The insurance industry helps keep the civil courts busy, and some might wonder whether all the good work in establishing protocols is being undone by an element of vexation, apparently backed by unlimited litigation budgets. Possibly such litigation could be seen to pave the way to fresh protocols.
Either way, case law does in theory reduce the delays, backlogs and frustration when defendant insurers routinely mete out familiar rejections. Naturally, insurers must keep claims costs down wherever they can in order to retain affordable premium levels for their policyholders, or maximise returns to shareholders.
But perhaps a distinction should be made between picking fights with opportunist newcomers to the market - such as the original Claims Direct and The Accident Group - and the established players who have worked hard to provide a valuable resource to the very insurers who take exception to their business models.
Surprise argument
It is always something of a surprise when arguments about replacement vehicles have to be revisited. The legal costs arising from a small car hire battle in court are often substantial on both sides, though the loser generally pays the lot. In the after-the-event market, it has always been necessary to show a transparent premium model and established players have chosen a robust defensive position when challenged. The problem is the sheer number of times that claims departments refute legitimate claims.
However, such test cases are important as they demonstrate the fairness with which justified recompense is sought - in particular, by the established market for before-the-event and ATE cover. Judgments also support the business models under which the established uninsured loss recovery industry has to operate because of the market's aversion to paying a reasonable premium for the services provided. Mitigation of loss, reasonable prospects of success, and the weeding out of fraudulent claims are an essential component of reputable legal protection provision.
Legal expenses insurance continues to be an emerging and evolving sector, from the pioneering BTE products of the 1970s to the emergence of ATE in the 1990s - when the progressive withdrawal of legal aid left large sections of the population disadvantaged. It is destined to change still further - and in even more dramatic fashion - because of legislation once again rather than litigation.

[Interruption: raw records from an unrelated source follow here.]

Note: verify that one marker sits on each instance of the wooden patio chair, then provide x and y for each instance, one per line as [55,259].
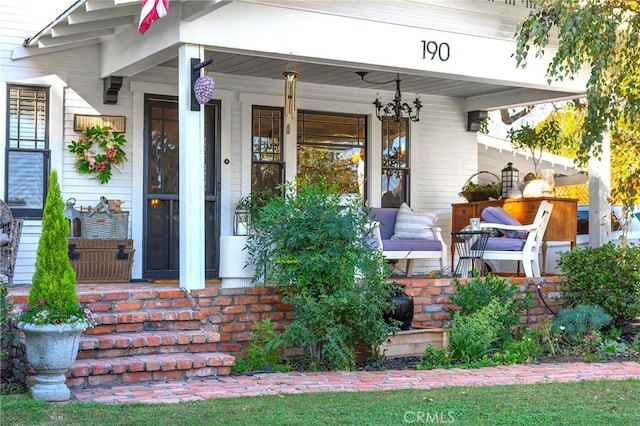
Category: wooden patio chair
[515,245]
[10,232]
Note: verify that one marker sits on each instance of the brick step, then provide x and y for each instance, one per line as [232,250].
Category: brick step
[143,298]
[115,345]
[147,368]
[152,320]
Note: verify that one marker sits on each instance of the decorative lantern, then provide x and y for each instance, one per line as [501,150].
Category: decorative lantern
[203,89]
[75,219]
[241,219]
[510,176]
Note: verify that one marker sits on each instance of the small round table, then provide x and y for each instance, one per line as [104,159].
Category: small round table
[470,247]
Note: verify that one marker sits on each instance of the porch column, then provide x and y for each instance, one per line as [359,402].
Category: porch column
[191,150]
[599,193]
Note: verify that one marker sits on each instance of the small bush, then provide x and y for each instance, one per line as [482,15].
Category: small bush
[478,293]
[474,335]
[608,276]
[580,321]
[265,348]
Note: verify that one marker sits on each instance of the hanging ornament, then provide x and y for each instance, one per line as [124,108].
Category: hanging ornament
[203,89]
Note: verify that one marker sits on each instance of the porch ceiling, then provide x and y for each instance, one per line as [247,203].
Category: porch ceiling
[88,22]
[336,75]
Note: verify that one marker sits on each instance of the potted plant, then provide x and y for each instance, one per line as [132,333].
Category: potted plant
[52,320]
[310,243]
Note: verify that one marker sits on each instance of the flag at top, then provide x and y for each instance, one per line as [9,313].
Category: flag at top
[152,10]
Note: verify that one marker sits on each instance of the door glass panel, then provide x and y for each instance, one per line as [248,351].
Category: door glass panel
[162,224]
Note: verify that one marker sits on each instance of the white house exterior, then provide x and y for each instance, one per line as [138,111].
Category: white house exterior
[455,54]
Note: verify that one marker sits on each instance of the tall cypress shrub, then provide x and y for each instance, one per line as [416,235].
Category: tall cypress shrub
[54,279]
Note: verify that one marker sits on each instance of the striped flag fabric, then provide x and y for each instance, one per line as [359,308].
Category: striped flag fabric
[152,10]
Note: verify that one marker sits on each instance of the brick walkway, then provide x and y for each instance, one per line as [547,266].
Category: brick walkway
[292,383]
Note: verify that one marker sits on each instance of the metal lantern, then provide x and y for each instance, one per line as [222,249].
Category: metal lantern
[241,219]
[510,176]
[75,219]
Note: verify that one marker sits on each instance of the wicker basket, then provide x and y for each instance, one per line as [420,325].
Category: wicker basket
[101,261]
[482,192]
[103,225]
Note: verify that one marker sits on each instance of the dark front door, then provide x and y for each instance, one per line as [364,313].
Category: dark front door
[162,213]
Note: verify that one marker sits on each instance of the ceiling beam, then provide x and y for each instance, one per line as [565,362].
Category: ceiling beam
[516,97]
[87,27]
[80,17]
[194,9]
[58,41]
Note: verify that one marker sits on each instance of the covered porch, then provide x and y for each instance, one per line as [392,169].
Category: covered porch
[251,44]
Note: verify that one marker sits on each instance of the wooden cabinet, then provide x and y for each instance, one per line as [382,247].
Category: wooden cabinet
[563,224]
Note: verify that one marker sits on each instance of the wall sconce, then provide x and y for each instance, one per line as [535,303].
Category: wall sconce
[291,77]
[475,119]
[510,176]
[396,109]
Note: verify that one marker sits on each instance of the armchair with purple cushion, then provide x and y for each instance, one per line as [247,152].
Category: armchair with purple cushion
[408,249]
[519,242]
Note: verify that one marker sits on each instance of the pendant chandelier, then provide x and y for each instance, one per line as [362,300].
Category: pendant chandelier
[396,109]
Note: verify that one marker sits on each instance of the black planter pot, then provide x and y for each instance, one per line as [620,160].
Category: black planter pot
[403,307]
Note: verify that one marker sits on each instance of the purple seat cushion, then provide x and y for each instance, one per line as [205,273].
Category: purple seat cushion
[412,245]
[504,244]
[387,218]
[499,215]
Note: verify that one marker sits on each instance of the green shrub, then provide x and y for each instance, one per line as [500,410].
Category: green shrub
[608,276]
[479,333]
[265,345]
[310,244]
[264,350]
[525,349]
[479,292]
[581,320]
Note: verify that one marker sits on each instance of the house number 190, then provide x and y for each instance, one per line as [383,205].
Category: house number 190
[441,50]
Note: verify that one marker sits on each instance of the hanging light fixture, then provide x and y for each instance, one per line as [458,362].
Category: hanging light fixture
[290,79]
[396,110]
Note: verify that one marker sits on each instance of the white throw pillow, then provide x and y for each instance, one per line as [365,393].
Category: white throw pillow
[413,225]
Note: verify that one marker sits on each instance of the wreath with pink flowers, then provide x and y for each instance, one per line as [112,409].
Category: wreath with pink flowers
[98,151]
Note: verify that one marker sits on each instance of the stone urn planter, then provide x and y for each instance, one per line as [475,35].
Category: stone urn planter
[51,351]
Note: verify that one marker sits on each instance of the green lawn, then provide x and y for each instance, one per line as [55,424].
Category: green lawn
[583,403]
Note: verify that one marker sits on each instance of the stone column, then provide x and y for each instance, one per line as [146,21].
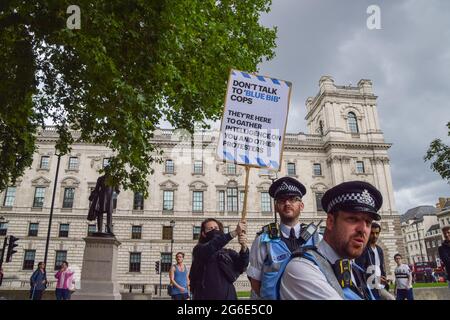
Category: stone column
[98,276]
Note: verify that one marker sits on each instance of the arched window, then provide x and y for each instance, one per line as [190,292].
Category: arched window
[352,123]
[321,127]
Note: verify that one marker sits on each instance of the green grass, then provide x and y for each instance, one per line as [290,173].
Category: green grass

The Legal Services Act will open doors to areas that were previously the sole preserve of the legal profession itself. This should be seen in a positive light, as opportunities arise to provide new products designed to invigorate a currently sterile market dominated by competition on price rather than quality of cover or product innovation. The new laws should not be regarded as another way to disrupt claimants' legitimate rights to seek justice through legal assistance.
It may be in the insurers' interests to challenge and attempt to tame claims costs, but it would be a pity if they continue to attack those who have been doing the job admirably for decades rather than the newcomers.
The jury remains out on whether it was the insurers or the claims farmers themselves who cleaned up the fledgling ATE market: will further litigation be seen arising from changes in the legal protection business brought about by the next round of legislative changes?
At least the industry can breathe a sigh of relief that Rogers has effectively defused the minefields surrounding ATE. While it may have been a nail-biting tussle, there is confidence on all sides of the industry to know that ATE cases with good prospects of success can be moved forward, even when the costs of bringing the claim seem disproportionate to the client's damages. Until that case was adjudicated, some defendant insurers were simply rejecting all ATE claims, often without explanation.
Stable conditions
In a similar vein, the uninsured loss recovery market saw some stability return on the replacement vehicle front through Sarwar and Callery. Issues such as the nature of the ULR company's business model, spot rates versus corporate rates, referral fees and success fees, are hopefully consigned to history.
Motor, commercial and household insurers, not the specialists within the legal protection market, largely dictate the situation we have today. In some senses learned counsel on both sides should be thanked for bringing closure to festering, self-inflicted industry wounds. But as long as there are lawyers - and as long as there are insurers - there will always be two views on every issue.
Should olive branches be handed out? Perhaps liability insurers should follow their own mantra and seek alternative dispute resolution through mediation? After all, talk is free while litigation costs. And, at the risk of playing devil's advocate, it is strongly suggested that insurer v insurer is not good for the reputation of the industry as a whole.
Kathryn Mortimer is head of legal services at DAS.